When people think of “fasting” what comes to mind is an almost-intolerable short period of time without food, and with nothing to drink (except maybe water) and where people usually spend most of the time counting until they can eat again. This is the case when we are used to burning carbs as our fuel source and then just stop eating. Our body slows its metabolism in response to the severe calorie restriction in an effort to spare energy. We feel cold, tired, lethargic and we find it difficult to concentrate because our body is in starvation mode.
When we are fat-adapted, we use the fat in our diet (dietary fat) and our own fat stores (endogenous fat) as our fuel source. When we “fast”, we stop supplying our body with dietary fat, so our body relies solely on our fat stores to supply its energy needs. Most of us who are following a low carb high fat diet have plenty of endogenous fat, so when we aren’t eating, we don’t feel hungry, tired or cold because our body has a plentiful source of energy! Our basal metabolism doesn’t drop. Rather than feeling cold and tired and finding it difficult to think, we are able to think clearly using ketones produced from fat to fuel our body, rather than glucose.
“Intermittent fasting” is simply increasing the amount of time between meals. Fasting is not eating or rather, not eating now. It’s different than “starving” because our basal metabolic rate is being maintained through our fat stores. When we are in starvation mode, our basal metabolism drops significantly in order to spare energy – that’s why we feel cold and tired, because our body is saving calories for our brain and our heart to function. Fasting also doesn’t mean that we can’t consume anything! There are plenty of things we can have during the delay before our next meal. The most natural “intermittent fast” is the one between after supper and breakfast the next morning. Yes, that is why it is called “breakfast”.
Why Fast?
When we eat, insulin is released in response to the presence of carbs in the food we eat and functions to (a) move glucose out of the blood and to (b) store the glucose that is not immediately needed for energy, as fat.

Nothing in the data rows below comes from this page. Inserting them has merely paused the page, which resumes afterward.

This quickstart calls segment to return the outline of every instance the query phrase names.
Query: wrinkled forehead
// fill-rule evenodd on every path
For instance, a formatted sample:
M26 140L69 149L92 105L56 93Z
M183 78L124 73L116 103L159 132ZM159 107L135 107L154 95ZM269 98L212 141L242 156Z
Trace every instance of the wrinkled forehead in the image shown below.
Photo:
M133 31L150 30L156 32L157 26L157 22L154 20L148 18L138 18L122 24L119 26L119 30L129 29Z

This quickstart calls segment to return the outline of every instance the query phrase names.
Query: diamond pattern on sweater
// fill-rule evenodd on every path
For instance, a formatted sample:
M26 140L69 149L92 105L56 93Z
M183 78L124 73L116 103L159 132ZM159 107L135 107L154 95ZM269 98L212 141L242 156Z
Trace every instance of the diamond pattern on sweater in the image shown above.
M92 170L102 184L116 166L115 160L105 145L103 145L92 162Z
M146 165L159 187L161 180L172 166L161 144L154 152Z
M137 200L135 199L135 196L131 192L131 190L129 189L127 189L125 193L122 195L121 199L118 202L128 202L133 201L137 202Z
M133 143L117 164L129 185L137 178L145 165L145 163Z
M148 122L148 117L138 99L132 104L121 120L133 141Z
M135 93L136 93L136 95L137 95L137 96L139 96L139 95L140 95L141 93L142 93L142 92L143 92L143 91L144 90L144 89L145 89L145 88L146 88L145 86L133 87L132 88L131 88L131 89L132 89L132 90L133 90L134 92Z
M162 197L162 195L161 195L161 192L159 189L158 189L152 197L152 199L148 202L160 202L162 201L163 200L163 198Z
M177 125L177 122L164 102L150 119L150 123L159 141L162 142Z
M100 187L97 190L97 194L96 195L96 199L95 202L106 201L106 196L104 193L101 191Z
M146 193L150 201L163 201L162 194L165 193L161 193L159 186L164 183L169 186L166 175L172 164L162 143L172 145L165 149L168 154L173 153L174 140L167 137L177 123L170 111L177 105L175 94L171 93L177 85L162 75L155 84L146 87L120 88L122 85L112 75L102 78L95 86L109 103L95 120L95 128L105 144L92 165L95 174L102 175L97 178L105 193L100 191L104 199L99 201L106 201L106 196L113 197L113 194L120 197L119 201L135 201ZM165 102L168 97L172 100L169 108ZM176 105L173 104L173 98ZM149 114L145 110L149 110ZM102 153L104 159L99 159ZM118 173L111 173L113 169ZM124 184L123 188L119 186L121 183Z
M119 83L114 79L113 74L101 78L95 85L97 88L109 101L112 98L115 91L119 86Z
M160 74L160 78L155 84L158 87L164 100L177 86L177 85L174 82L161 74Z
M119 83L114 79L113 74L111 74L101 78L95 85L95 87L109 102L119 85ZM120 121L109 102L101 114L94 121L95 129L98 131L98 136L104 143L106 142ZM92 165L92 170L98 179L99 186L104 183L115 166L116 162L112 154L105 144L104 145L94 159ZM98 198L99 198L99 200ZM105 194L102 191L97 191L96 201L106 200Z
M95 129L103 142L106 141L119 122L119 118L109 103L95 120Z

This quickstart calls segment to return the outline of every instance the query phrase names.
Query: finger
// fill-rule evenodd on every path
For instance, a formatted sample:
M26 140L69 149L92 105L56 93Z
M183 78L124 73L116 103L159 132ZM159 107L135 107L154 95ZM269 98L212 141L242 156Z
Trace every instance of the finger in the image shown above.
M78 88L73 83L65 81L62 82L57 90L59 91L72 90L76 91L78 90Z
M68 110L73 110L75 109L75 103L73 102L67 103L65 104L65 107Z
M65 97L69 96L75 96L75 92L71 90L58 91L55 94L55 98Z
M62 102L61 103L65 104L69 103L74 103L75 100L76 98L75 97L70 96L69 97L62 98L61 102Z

When we are accustomed (as most of us have been) to eating three meals a day plus having a couple of snacks, insulin is released every few hours. If we have been “grazing”, we have been constantly releasing insulin. As a result of this, our cells have become insensitive to insulin – something known as “insulin resistance“, or insulin tolerant. To conceptualize this, think of going into a room with loud music. At first your ears buzz and your auditory system is overwhelmed, but after a bit of time, your body adapts. It’s similar with smell. When you’re exposed to a pungent odor, at first that’s all your can concentrate on, but after time passes, your brain starts to “tune out” the signals from your nose and you become less aware of the smell. It’s not that the odor decreases, but our response to the odor, decreases as we become “tolerant” to that molecule bound to our olfactory receptors.
The difference with “insulin resistance” is that it is more than our body becoming “tolerant” of the circulating insulin, it actually responds less to it.
Think of someone that drinks considerable amounts of alcohol. They can have 3 or 4 drinks and not feel intoxicated, because they have a “high tolerance” to the ethanol in the drink. It takes more and more alcohol for them to respond. When someone is “insulin tolerant” (also called “insulin resistant”), the same amount of insulin has less and less effect, so to adapt, to be able to move the glucose out of the blood and store the excess energy as fat, the body needs to release more and more insulin. From years and years of eating 3 carb-based meals plus a couple of carb-laden snacks each day, our insulin levels simply don’t fall to baseline.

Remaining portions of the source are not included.